I think we are just in a weird spot right now where the useful model sizes for a large class of potential applications is at a price point that many engineers will find prohibitively expensive to experiment with on their own.
For the first example, I think that was just due to the specific problem being solved. I can tell you there are a ton of places that aren't yet "solved" yet, and that aren't trivial to solve either. One thing we haven't discussed in this conversation is the data itself, and cleaning up that data. Rad AI probably spent more money on staff cleaning up data than they did on model training. This isn't trivial- for medical grade stuff you need physician data scientists to help out, and that field has only really existed since 2018 (which was the first time the title was listed in any job listing). The reason background removal is "mature" is because it's not that hard of a problem and there's a good amount of data out there.
I also think that you're way off on the second point. I'm not saying that to be rude, because it does seem to be a popular opinion. It's just that if you read papers most people publishing aren't using giant clusters. There's a whole field of people who are finding ways to shrink models down. Once we understand the models we can also optimize them. You see this happen in all sorts of fields beyond "general intelligence"- tasks that used to take entire clusters to run can work on your cell phone now. Optimization is important not just because it opens up more people to work on things, but also because it drops down the costs that these big companies are paying.
Lets think about this in another direction. ML models are based off of how the brain is thought to work. The human brain is capable of quite a bit, but it uses very little power: about 10 watts. It is clearly better optimized than ML models are. That means there's a huge gap we still have to fit on efficiency.
> It's just that if you read papers most people publishing aren't using giant clusters.
There is a massive difference between what is necessary to prove a scientific thesis and what is necessary to run a profitable business. And what do you mean "giant clusters" in this context. What is the average size of the clusters used in ground breaking papers and what is their cost? Is that cost a reasonable amount for a boot-strapped startup to experiment with or are we getting into the territory where only VC backed ventures can even experiment?
> There's a whole field of people who are finding ways to shrink models down
Of course the cost of running models is going to come down. The literal article we are responding to is a major part of that equation. You seem to be making arguments about how the future will be as support for an argument against how the present is.
Presently, hardware costs are insanely high and not coming down soon (as per the article). Presently, useful models for a large set of potential applications require significant cluster sizes. That makes it presently difficult for many engineers to jump in and play around.
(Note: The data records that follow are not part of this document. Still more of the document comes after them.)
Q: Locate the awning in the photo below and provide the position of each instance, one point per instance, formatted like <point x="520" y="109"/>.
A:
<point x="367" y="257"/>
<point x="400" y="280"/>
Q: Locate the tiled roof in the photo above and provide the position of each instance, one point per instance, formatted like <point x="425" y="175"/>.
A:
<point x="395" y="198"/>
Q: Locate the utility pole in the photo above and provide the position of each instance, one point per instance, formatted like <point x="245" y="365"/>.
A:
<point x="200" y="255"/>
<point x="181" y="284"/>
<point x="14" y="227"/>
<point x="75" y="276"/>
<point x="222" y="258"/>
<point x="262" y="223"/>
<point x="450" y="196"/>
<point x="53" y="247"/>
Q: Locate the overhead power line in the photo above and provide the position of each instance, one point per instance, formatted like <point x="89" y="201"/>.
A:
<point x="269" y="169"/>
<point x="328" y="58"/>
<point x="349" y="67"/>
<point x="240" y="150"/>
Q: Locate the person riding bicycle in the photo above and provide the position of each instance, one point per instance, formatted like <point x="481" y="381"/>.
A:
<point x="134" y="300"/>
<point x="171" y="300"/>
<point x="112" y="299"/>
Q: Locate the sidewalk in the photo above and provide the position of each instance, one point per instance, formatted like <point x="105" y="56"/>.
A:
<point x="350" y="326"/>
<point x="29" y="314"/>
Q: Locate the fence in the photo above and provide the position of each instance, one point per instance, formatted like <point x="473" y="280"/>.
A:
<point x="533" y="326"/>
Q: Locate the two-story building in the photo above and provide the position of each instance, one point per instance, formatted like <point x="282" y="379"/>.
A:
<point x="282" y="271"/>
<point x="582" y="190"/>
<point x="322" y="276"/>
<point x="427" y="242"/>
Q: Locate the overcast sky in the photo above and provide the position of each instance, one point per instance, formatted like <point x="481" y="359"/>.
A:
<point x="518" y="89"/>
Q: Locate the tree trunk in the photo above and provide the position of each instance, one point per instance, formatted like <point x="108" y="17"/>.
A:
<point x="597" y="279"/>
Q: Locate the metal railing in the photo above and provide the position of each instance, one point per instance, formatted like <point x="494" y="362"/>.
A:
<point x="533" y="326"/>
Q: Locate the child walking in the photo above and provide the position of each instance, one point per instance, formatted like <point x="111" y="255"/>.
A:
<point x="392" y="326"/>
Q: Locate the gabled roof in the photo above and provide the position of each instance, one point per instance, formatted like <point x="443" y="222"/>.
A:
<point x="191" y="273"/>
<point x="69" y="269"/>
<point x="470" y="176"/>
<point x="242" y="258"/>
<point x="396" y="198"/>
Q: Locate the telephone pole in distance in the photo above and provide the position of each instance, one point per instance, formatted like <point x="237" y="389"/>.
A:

My opinion is that the cost has to come down to the point that hobbiest engineers can play with the high-quality LLMs at the model sizes that are most useful. That doesn't imply that there are no model sizes for other use-cases that can't be developed today. It doesn't imply that the price of the hardware and size of the models will not fall. It just implies that dreaming of a business based around a capable LLM means your realistic present day costs are in the 10's of thousands at a minimum.
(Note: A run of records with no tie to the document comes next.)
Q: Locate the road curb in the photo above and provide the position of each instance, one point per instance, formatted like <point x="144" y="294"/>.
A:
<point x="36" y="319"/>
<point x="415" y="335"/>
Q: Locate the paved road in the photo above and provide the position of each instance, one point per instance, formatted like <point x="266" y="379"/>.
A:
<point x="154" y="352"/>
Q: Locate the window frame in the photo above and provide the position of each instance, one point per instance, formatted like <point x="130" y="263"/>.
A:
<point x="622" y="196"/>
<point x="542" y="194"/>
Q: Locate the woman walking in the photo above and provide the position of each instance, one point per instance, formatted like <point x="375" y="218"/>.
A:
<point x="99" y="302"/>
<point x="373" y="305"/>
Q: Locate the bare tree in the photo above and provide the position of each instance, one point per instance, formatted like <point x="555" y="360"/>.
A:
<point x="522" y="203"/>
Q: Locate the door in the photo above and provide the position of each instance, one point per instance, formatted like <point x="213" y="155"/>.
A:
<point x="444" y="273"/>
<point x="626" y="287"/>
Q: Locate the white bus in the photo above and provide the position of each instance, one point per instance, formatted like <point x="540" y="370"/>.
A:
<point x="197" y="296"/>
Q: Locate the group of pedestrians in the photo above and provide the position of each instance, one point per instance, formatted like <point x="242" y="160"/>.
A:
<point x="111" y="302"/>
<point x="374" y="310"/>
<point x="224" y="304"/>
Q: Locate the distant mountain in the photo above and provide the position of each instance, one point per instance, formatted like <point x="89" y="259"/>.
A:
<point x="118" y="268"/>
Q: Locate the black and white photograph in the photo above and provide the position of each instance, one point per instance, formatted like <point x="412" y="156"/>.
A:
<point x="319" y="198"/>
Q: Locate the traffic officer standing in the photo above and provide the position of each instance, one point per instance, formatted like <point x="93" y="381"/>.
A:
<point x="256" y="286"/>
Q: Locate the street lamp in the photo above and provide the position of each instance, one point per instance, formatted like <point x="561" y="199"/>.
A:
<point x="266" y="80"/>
But my (totally amateur and outsider informed) intuition is that the innovative work will still happen at the edge of model size for the next few years. We literally just got the breakthroughs in LLM capabilities around the 30b parameter mark. These capabilities seemed to accelerate with larger models. There appears to be a gulf in the capabilities from 7B to 70B parameter LLMs that makes me not want to bother with LLMs at all unless I can get that higher level performance of the massive models. But even if I did want to play around at 30B or whatever I have to pay 15k-100k.
I think we are just in a weird spot right now where the useful model sizes for a large class of potential applications is at a price point that many engineers will find prohibitively expensive to experiment with on their own.